Demonstrations since October 2020 by 11 opposition parties decrying Prime Minister Imran Khan’s military-backed government are gathering momentum. The protesters are targeting the all-powerful military and the CPEC Authority Chairman, a retired general. These attacks reflect a growing unease with the military’s influence on the elected government and will further harm CPEC’s progress.
Pakistan’s security outlook is the worst it has been in at least three decades. With the tools of China’s smart city technology at its disposal, the temptation for Pakistan to respond to the ‘three evils’ is to opt for a replication of the Xinjiang ‘security state’ in Balochistan. The use of artificial intelligence to profile minorities in China and the surveillance of minority Muslims in southern Thailand with Chinese technologies portend this future. Beijing’s new envoy to Pakistan — a political appointee groomed in trade and religious issues — further signals intent towards surveillance.
China’s dominance in the internal affairs of Pakistan continues to grow. Islamabad dismisses the greatest repression of Muslims in the 21st century as a ‘non-issue’. China’s crackdown on Uyghur women married to Pakistani men and the trafficking of over 600 Christian minors as brides to China have barely created a ripple in Pakistan’s politics. The abandonment of Pakistani students in Wuhan was greeted with silence.
But there remains some recognition in Pakistan about the perils of becoming a Chinese vassal state. Anti-Chinese sentiment is rising, leaving Pakistan at a crossroads regarding its approach to the ‘three evils’ and appeasing China or challenging it with good governance.
Pakistan’s approach has been mainly military-focused and misses the enormous potential for good governance. Pakistan must consider how to include all of society. The recent grant of a stay by an international tribunal on a US$5.8 billion penalty imposed on Pakistan for denying a lease to an Australian company to access the Reko Diq mines in Balochistan provides Pakistan an opportunity to consider a good governance approach and to reach out to marginalised insurgents as a strategy for reducing the ‘three evils’.

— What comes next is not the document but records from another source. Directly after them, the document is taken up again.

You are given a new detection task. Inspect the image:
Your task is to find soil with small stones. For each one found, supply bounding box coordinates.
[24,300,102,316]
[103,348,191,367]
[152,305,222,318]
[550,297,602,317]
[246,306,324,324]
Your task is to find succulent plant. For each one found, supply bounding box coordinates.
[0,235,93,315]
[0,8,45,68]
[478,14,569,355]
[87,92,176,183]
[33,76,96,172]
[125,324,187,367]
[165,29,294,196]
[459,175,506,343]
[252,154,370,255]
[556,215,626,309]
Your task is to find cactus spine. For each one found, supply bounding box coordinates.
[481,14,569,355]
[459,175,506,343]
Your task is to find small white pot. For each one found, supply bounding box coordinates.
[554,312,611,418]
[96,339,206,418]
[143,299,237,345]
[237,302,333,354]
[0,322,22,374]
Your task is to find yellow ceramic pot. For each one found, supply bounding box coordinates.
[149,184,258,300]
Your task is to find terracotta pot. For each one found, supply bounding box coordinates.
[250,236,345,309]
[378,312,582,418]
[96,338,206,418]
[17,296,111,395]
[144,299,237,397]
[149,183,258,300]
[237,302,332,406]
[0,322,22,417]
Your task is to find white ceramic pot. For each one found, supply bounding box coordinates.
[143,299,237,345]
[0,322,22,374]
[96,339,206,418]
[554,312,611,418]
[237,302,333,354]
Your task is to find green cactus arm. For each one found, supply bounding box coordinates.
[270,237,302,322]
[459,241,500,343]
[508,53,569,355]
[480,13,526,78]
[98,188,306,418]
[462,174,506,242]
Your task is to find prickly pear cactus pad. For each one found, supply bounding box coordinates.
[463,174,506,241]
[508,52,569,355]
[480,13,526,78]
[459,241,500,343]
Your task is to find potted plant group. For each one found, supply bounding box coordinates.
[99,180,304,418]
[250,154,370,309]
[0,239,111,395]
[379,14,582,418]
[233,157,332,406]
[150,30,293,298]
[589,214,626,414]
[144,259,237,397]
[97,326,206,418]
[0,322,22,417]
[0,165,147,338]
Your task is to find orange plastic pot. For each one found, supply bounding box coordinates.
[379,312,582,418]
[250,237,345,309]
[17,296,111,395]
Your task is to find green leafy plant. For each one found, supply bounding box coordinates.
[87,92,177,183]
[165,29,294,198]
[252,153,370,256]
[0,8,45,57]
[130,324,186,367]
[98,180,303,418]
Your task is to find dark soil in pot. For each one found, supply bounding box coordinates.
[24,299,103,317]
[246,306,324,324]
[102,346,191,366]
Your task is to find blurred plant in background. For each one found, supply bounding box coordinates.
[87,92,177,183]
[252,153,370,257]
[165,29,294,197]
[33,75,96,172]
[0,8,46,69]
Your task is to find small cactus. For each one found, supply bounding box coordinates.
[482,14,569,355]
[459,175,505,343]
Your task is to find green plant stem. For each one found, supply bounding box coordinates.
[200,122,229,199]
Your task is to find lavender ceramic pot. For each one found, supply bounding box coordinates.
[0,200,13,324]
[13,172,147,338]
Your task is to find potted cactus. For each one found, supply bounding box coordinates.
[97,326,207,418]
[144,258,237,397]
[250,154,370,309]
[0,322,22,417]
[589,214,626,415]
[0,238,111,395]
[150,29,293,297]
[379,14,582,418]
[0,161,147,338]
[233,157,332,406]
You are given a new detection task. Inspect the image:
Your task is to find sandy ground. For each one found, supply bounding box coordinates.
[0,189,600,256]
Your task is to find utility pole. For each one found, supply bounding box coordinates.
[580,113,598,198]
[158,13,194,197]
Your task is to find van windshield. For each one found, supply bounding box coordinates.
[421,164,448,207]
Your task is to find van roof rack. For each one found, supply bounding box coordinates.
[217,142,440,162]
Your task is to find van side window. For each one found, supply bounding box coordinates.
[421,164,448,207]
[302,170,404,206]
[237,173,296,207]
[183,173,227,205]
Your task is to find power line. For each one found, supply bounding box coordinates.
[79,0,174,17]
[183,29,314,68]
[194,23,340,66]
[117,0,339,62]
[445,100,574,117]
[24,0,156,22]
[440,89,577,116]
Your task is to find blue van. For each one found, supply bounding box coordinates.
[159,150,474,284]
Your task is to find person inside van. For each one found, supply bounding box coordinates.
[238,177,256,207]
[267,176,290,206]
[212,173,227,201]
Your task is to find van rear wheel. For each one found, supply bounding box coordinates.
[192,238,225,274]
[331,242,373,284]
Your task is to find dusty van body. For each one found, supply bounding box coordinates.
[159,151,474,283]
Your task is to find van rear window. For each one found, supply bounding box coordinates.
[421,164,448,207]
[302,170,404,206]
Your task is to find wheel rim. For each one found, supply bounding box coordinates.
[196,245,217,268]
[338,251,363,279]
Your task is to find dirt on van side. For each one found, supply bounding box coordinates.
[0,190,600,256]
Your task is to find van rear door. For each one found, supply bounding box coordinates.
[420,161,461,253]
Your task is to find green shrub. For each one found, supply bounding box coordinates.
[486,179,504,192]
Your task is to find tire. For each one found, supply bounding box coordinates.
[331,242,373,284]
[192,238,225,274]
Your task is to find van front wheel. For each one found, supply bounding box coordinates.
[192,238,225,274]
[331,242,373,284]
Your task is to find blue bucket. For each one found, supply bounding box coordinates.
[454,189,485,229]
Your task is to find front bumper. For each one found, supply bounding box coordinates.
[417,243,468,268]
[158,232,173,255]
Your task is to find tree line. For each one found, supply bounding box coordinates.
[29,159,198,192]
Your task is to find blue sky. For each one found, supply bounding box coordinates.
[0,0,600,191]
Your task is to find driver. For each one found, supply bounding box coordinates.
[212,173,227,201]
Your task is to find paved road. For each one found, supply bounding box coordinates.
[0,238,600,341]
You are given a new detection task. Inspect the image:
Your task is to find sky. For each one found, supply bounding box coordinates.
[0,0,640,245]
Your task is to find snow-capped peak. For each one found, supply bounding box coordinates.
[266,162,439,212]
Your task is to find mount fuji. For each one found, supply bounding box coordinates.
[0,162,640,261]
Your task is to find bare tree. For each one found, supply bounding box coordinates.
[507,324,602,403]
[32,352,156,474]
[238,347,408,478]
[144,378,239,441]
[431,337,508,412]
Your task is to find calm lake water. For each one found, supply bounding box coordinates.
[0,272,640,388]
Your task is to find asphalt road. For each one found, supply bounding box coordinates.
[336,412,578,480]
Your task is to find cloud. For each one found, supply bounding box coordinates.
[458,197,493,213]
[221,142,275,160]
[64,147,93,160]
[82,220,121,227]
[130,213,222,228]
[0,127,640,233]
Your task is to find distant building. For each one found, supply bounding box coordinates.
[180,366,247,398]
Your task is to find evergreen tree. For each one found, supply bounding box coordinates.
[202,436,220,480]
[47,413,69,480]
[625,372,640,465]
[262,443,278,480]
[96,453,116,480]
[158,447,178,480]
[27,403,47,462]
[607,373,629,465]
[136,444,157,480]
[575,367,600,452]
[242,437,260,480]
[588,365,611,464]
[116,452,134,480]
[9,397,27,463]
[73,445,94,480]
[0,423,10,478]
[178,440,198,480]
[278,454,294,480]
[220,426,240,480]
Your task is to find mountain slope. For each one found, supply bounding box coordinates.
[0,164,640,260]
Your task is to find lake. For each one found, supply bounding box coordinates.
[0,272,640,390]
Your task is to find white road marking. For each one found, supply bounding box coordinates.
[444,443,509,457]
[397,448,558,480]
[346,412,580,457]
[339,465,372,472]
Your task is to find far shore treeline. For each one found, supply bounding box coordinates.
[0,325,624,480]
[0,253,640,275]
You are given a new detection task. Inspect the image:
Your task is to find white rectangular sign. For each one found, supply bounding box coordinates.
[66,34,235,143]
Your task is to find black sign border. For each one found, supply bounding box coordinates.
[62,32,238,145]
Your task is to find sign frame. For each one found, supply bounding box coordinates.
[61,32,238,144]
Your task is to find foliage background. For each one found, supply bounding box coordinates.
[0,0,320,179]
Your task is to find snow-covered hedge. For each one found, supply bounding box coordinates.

It is imperative for Pakistan to be inclusive in its effort to resolve the Baloch conflict. The opportunity to address legitimate and genuine grievances through an inclusive and accommodative governance model is clearly at hand. The recent death of the powerful cleric Khadim Rizvi, who championed himself as the custodian of blasphemy laws, offers Islamabad an opportunity to take control over the narrative of blasphemy as a critical issue in its domestic politics.
As the international community grows wary of lending further support to Pakistan, CPEC appears to be the last of its opportunities to drive the country toward development and modernisation. Ridding itself of the ‘three evils’ through a good governance approach would be a good place to begin.
Shyam Tekwani is Professor at the Daniel K Inouye Asia-Pacific Center for Security Studies.